What is the bottleneck?
The Centre for Science and Environment (CSE) cites four reasons for the lack of growth:
1. Lack of awareness
2. Lengthy approval process
3. Frequent policy changes
4. Issues with distribution companies
Karnataka has a relatively better record of rooftop PV installation. Even that state has paid for frequent shifting of goalposts by the government.
In October 2013, Karnataka Electricity Regulatory Commission (KERC) announced a tariff of Rs 9.56/unit for rooftop power. It was available only to those who did not take the 30% subsidy provided by the central government. Those who had already benefitted from the subsidy would receive only Rs 7.20/unit.
“These high rates attracted the attention of many. KERC was flooded with applications seeking permission to install rooftop solar PVs. However, KERC revised the tariff to Rs 7.08/ unit (without subsidy) and Rs 6.03/ unit (with subsidy) in May 2016. This effectively killed the enthusiasm among the masses,” Ulka Kelkar, a fellow at Climate Change, Ashoka Trust for Research in Ecology and the Environment (ATREE) said.
“The Union Government provides a 30% subsidy to encourage rooftop solar PVs.
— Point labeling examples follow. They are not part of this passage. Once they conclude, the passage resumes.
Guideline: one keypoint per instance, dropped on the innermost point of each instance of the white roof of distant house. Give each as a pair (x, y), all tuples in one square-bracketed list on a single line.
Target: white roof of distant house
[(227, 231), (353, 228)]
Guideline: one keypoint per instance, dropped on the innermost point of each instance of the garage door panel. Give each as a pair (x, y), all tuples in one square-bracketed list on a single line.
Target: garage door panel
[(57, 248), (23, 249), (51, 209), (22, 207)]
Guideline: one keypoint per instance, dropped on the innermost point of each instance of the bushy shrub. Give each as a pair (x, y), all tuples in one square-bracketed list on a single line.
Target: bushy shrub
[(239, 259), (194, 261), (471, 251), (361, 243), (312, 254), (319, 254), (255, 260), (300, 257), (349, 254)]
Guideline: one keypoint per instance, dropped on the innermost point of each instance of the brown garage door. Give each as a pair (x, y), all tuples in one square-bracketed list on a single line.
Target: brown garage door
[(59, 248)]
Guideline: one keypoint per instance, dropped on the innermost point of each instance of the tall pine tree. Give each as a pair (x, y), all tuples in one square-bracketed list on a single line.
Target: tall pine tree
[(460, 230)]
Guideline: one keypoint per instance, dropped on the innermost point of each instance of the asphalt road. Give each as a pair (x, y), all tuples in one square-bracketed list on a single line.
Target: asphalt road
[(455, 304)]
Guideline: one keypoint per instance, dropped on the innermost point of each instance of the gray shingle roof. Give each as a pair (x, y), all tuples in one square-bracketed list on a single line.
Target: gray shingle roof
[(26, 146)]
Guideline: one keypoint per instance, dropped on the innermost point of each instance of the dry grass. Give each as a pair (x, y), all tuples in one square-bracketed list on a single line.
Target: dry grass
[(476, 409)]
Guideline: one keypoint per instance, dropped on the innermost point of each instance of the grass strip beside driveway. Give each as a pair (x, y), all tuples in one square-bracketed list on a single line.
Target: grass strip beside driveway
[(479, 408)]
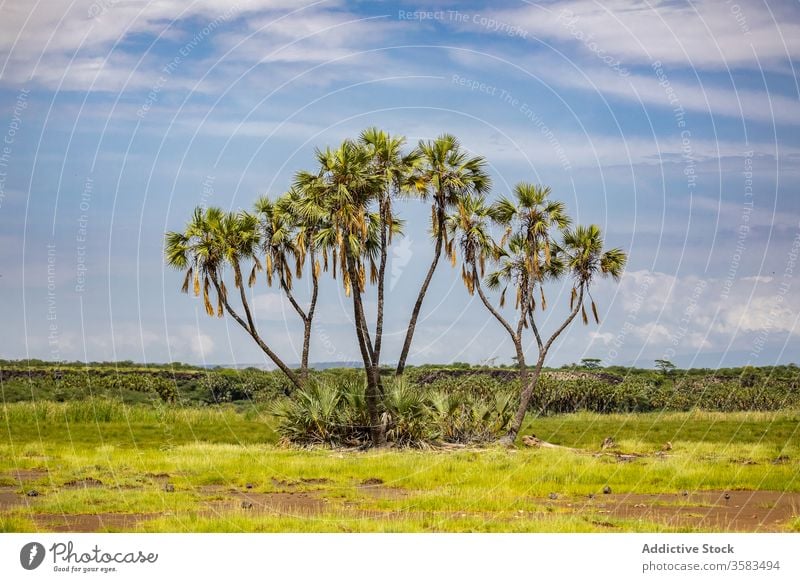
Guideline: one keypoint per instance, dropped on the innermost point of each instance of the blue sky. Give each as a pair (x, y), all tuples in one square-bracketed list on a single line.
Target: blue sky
[(673, 125)]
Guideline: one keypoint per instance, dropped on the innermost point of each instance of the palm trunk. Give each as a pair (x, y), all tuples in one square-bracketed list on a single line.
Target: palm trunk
[(381, 283), (437, 253), (308, 320), (250, 328), (525, 398), (372, 392)]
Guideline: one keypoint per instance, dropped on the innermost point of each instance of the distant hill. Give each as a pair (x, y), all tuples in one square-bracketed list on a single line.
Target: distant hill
[(312, 365)]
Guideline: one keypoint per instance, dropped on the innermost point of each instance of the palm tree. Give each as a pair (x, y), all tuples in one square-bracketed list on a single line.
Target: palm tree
[(286, 240), (446, 173), (340, 195), (213, 241), (527, 257), (395, 168), (581, 256)]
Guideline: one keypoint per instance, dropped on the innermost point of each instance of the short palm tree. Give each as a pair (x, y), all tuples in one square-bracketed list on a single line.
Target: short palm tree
[(213, 241), (446, 173), (580, 256), (286, 240)]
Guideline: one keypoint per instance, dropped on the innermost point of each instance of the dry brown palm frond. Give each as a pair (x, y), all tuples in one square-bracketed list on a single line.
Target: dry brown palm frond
[(373, 272), (251, 280), (207, 299), (185, 286)]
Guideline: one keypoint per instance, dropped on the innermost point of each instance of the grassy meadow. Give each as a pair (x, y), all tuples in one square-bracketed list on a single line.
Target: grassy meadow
[(103, 465)]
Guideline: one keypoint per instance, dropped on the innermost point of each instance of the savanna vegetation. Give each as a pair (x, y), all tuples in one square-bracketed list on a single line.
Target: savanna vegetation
[(341, 218), (174, 447)]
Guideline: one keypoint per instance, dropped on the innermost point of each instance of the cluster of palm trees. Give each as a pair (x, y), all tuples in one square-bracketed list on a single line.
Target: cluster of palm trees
[(341, 218)]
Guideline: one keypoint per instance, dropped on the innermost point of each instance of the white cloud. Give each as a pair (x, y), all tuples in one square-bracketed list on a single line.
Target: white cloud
[(700, 34), (692, 313)]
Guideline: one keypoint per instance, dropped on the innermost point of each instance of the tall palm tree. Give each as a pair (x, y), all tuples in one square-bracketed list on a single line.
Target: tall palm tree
[(340, 194), (395, 169), (213, 241), (446, 172), (286, 241)]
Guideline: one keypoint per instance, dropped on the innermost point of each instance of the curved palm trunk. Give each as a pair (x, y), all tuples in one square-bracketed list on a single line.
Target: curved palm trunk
[(249, 326), (525, 398), (377, 434), (308, 320), (412, 324), (381, 285)]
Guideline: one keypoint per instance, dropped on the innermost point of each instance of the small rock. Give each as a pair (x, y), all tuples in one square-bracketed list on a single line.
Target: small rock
[(608, 443), (531, 441)]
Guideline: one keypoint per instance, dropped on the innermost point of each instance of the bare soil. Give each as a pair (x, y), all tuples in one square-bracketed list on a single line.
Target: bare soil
[(744, 511), (82, 523)]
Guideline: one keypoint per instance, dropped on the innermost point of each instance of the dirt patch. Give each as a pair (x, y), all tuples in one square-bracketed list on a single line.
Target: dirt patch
[(290, 502), (25, 475), (81, 523), (382, 492), (10, 498), (734, 511), (87, 483)]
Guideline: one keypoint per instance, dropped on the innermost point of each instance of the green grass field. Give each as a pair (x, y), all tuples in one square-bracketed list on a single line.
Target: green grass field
[(100, 465)]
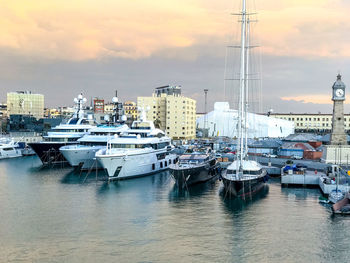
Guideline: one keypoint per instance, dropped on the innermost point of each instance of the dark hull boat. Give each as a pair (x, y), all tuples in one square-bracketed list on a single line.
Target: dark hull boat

But lower tariffs discourage potential producers. As a result, the initiatives of the state and the central governments tend to compete and not complement each other,” Kelkar added.
KERC’s rates are still the highest. A state like Uttarakhand doesn’t even have a policy to buy rooftop solar electricity. Madhya Pradesh shells out only Rs 2.5/unit.
Is the target achievable?
Government officials acknowledged the enormity of the task. However, they maintained that the 40 GW target was achievable.
“We are going to make the whole process online. This would end red-tapism associated with installing a rooftop solar PV,” said Hiren Chandra Bora, under-secretary in charge of grid-connected rooftop solar PVs in the renewable energy ministry. “The government is also working towards providing cheap loan for the purpose,” he added.
The government is also focusing on thousands of its own offices across the country. It has planned to install rooftop solar PVs over all offices by this month. The first phase of installing solar panels at the Presidential Estate was initiated on 10 February. It is aimed at generating 670 kilowatts solar energy.
Will these measures be enough. Perhaps we need to wait for five more years to find out.